Anderson University's plan for football big on ideas, short on details

Editor's Note: For full disclosure, I feel I should mention I was a student at Anderson University my first two years of undergraduate work. I also spent some time covering their athletics department as a professional writer. 

The game of football is getting a new team in South Carolina.

On October 4, Anderson University announced plans to start a program during a press conference at the school. Here is a link to the full video.

The school received a $3 million challenge gift from Dr. Melvin Younts, with the goal set to match that total for a $6 million total investment and a hopeful first season set for 2024.

What is currently known is that the team will compete in the South Atlantic Conference (SAC), a Division II conference including Carson-Newman, Wingate, Lenior-Rhyne, Mars Hill, Newberry, Tusculum and Catawba.

Football will also be the second of two men's sports, joining lacrosse which will start in 2021.

This news likely won't shake the ground of the major college football world. The small school with an enrollment of nearly 3,000 is tucked away in the historic district of Anderson, S.C. It does make Anderson the second school in western South Carolina to announce plans to field a team, joining Erskine.

Erskine announced it was reinstating its program with a planned start in 2020.

This is a positive for local Upstate high school players, giving them another avenue to continue their playing careers and open doors academically. There are 15 high school programs in a three-county area within roughly an hour of the school, not including Greenville County to the east and Abbeville and Laurens counties to the south.

There is a fertile recruiting ground right in the school's backyard it would be wise to build its team around, at least initially to get local support.

Also, this gives the school a chance to eventually infuse its athletic department with more money that will ideally not only support the football team, but also trickle to the "non-revenue" sports and help those athletes with better equipment, facilities and coaching.

While there are positives to starting a program, there are plenty of logistical questions that need to be answered in the months moving forward.

For one, where do you put the extra students? The campus is already bursting at the seams and is  landlocked for on-campus expansion.

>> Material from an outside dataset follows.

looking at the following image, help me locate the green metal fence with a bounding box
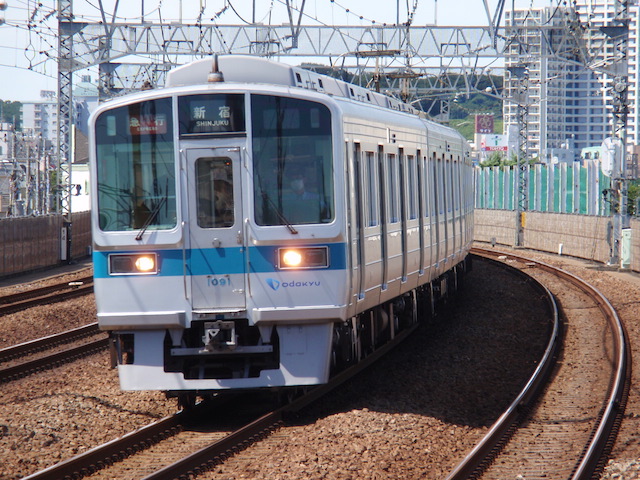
[475,161,611,216]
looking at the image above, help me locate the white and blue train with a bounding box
[89,55,473,398]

The town of Anderson's apartments aren't currently targeted to students.

That could change with investment, but that takes an influx of capital and time.

Another non-football issue is how does the addition of two male sports effect Title IX? This addition should put men's scholarship numbers far ahead of women's. Could we see the addition of one or two more female sports?

To me, adding more women's sports is a positive, but that carries more logistical issues and more investment.

 The news of the addition also comes just three years after the school discontinued its wrestling program.

From a football standpoint, the logistics questions are the usual ones when it comes to starting a program: When will a coach be hired? Where will you play home games? How much will equipment costs run? Where will the money come from to compensate travel?

Many of those I imagine will be funded with the projected $6 million investment.

But if $6 million is the cost to start, how much money is needed to maintain and grow?

These are just some of the questions the school must answer either with themselves, or the community, moving forward.

One need only look down the road to Presbyterian College as a cautionary tale.  That program is looking to transition to a non-scholarship program after the last few seasons of financial trouble.

Granted, Presbyterian is smaller, with nearly a third the student body as Anderson but were in the Big South, a Division I level conference.

There are also two examples of success in the near area, with Newberry and North Greenville. Both smaller student-bodies than Anderson with limited funds, but both have fielded successful to semi-successful programs.

Newberry of course has been a mainstay in the South Atlantic while North Greenville has been in the Gulf South Conference, also a Divison II-level group. Furman and Wofford, private schools just like Anderson, have also had success, but those two programs have each been around since 1889.

There are a lot of positives to starting a football program at a university. There are also a lot of details that have to be ironed out.

Right now, answers for those details are not known.